Le métier s'exerce depuis un bureau situé au cœur de l'établissement — foyer, MAS, ESAT, CHRS, MECS — ce qui permet de rester en contact avec les équipes et les personnes accueillies. Les structures relèvent le plus souvent du secteur associatif (Nexem, UNIOPSS, Fondations), mais aussi de la fonction publique hospitalière ou territoriale. Les horaires sont larges et variables : réunions en soirée, conseils d'administration, astreintes de direction pour gérer les urgences la nuit ou le week-end (incendie, fugue, décès, accident du travail). La charge mentale est réelle : on porte la responsabilité juridique de la sécurité des personnes accueillies. Le télétravail est possible ponctuellement pour les tâches de gestion, mais la présence sur site reste la règle. En contrepartie, c'est un métier où l'on voit concrètement l'effet de ce que l'on construit.
Personne ne devient directeur ou directrice à 22 ans : on y arrive presque toujours après plusieurs années de terrain. Le parcours classique commence par un diplôme d'éducateur spécialisé, d'assistant de service social ou d'infirmier, puis un passage par un poste de chef de service (CAFERUIS), avant le CAFDES ou un master. Ensuite, on peut prendre la direction d'établissements plus grands ou plus complexes, devenir directeur de plusieurs sites (direction multi-établissements), directeur général d'une association gestionnaire, ou basculer côté financeur (ARS, conseil départemental, DDETS). Certains rejoignent le conseil, l'audit qualité ou la formation en travail social. Dans la fonction publique hospitalière, le corps des D3S permet une carrière de mobilité entre EHPAD, établissements pour personnes handicapées et structures de protection de l'enfance.

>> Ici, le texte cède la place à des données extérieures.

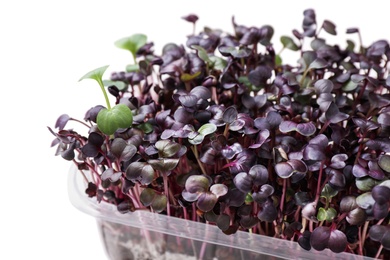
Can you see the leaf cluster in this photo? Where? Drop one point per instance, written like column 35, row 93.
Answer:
column 220, row 129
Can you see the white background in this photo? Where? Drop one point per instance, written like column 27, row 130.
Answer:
column 46, row 46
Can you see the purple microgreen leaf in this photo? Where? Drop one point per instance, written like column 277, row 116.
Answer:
column 306, row 129
column 338, row 161
column 188, row 100
column 302, row 198
column 359, row 171
column 163, row 164
column 326, row 214
column 259, row 174
column 347, row 204
column 268, row 213
column 243, row 182
column 167, row 148
column 318, row 63
column 384, row 162
column 337, row 241
column 237, row 125
column 147, row 196
column 132, row 43
column 287, row 126
column 207, row 129
column 284, row 170
column 218, row 189
column 289, row 43
column 223, row 222
column 159, row 203
column 111, row 175
column 320, row 237
column 365, row 200
column 62, row 121
column 229, row 115
column 230, row 151
column 313, row 152
column 323, row 86
column 110, row 120
column 329, row 27
column 328, row 193
column 334, row 115
column 140, row 171
column 260, row 75
column 190, row 197
column 206, row 201
column 265, row 191
column 197, row 183
column 381, row 194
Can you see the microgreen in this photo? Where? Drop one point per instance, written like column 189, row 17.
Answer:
column 220, row 129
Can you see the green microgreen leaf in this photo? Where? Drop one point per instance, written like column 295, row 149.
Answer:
column 207, row 129
column 132, row 68
column 119, row 84
column 327, row 192
column 97, row 74
column 132, row 43
column 326, row 214
column 202, row 53
column 289, row 43
column 188, row 77
column 110, row 120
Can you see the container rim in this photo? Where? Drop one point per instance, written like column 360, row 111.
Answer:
column 280, row 248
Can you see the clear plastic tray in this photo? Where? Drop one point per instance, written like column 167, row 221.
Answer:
column 125, row 236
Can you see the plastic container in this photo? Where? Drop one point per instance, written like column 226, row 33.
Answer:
column 146, row 235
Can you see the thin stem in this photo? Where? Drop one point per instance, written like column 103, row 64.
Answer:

Le secteur social et médico-social compte plus de 35 000 établissements et services en France, et les besoins ne faiblissent pas : vieillissement de la population, accompagnement du handicap, protection de l'enfance, hébergement d'urgence. Les départs à la retraite d'une génération nombreuse de directeurs créent de nombreuses ouvertures, et les employeurs (associations gestionnaires, fondations, établissements publics) signalent des difficultés récurrentes à recruter des profils diplômés niveau 7 disposant à la fois d'une culture du travail social et de compétences de gestion. Les offres sont très largement en CDI, réparties sur tout le territoire, y compris en zones rurales où la concurrence est faible. Point de vigilance : les contraintes budgétaires du secteur et la pression sur les taux d'encadrement rendent le poste exigeant, et le turnover sur certains types d'établissements (protection de l'enfance, hébergement d'urgence) est élevé.